Storytelling impacts, creates, and continues our cultural and individual perceptions of self. I can see how I tell certain stories to remember, substantiate, and explain who I am, where I’ve come from, and what I believe. And I know other people are telling their stories for the same reasons.
And sometimes others’ stories involve me. Our parents have their own purposes for the stories they tell about us. They tell stories to accept responsibility for how lovely we turned out, or to wash their hands of what we’ve become.
Then I considered this. What if we live our lives to fulfill someone else’s expectations of what we should become? What if we recreate our realities through others’ eyes and stories about us?

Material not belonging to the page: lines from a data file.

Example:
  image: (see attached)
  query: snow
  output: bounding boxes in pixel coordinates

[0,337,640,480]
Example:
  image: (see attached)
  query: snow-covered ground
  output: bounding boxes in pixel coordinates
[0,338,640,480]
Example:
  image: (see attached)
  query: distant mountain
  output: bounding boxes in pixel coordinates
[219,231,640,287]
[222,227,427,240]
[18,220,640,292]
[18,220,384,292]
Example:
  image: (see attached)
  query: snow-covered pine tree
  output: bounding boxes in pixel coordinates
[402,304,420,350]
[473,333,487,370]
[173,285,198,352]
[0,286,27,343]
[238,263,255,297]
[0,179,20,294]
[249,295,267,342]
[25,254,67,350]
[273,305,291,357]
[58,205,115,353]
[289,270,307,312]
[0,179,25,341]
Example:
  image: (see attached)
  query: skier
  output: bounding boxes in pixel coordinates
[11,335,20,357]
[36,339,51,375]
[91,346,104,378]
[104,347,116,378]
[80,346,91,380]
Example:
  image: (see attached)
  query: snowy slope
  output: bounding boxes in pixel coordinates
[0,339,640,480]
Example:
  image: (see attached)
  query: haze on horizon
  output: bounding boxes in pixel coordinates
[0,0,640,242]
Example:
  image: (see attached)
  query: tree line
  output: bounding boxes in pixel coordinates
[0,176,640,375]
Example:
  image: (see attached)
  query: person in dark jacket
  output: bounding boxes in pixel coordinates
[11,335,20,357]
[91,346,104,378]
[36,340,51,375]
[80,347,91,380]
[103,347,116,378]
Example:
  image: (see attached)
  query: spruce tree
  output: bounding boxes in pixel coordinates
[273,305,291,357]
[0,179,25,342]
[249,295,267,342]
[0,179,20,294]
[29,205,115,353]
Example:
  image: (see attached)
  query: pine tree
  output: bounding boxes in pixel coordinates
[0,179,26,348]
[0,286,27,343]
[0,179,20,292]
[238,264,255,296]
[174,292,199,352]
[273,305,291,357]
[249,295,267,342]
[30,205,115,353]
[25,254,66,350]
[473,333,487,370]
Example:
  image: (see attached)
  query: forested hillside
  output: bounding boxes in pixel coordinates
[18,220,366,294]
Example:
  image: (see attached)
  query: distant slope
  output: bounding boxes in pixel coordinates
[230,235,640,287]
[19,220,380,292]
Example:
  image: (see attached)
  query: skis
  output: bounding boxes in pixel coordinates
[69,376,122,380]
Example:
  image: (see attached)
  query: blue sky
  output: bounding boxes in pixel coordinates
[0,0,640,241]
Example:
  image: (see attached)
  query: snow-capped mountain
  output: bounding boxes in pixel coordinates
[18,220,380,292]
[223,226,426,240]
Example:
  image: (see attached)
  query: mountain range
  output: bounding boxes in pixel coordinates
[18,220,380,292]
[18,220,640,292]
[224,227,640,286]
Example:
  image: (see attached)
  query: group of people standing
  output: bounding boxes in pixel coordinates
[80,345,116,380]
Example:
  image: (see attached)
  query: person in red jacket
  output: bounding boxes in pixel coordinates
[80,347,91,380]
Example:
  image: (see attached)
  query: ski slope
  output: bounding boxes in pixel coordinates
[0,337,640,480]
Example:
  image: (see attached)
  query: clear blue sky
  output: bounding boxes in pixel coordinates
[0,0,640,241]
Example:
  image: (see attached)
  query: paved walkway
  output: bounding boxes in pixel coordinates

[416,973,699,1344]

Our expectations of our lives can be powerful in our own heads. But manifest destiny can go well or awry in the hands of our families. Depends on their intentions.
I proved incapable of earning the approval of one overachieving parent. And in search of the withheld approval, I looked for substitute love elsewhere. I ignored myself and what made me happiest. And luckily didn’t harm myself in the process.
The other parent was a underachiever. And my purpose seemed to be to stay around forever for support. In this instance, my parents’ story of me defined me in a perpetual low self-esteem kinda way.
I believe that we are entitled to tell our stories until we choose to change them. And I also believe we have to be careful to do no harm to others in our story telling process.
The ideal is to be raised with stories of guidance and faith that positively impact our lives. These stories are based on the knowledge that diversity and obstacles make a person stronger.
Eventually, I chose to follow a path and marry a partner to create a positive story for myself and my little ones. Comprehending the power of storytelling, I want to be cautious about the stories I tell to my son (and new child) about his success, his growth, his strength, and his worth. When he plays out the stories, I hope he sees possibility and dignity and pride.
In the end, this story of his potential and strength is really all I can gift him. My stories are mirrors he’ll take with him to tell himself and his family. His self-esteem is the hopeful outcome of these stories we tell and he takes over.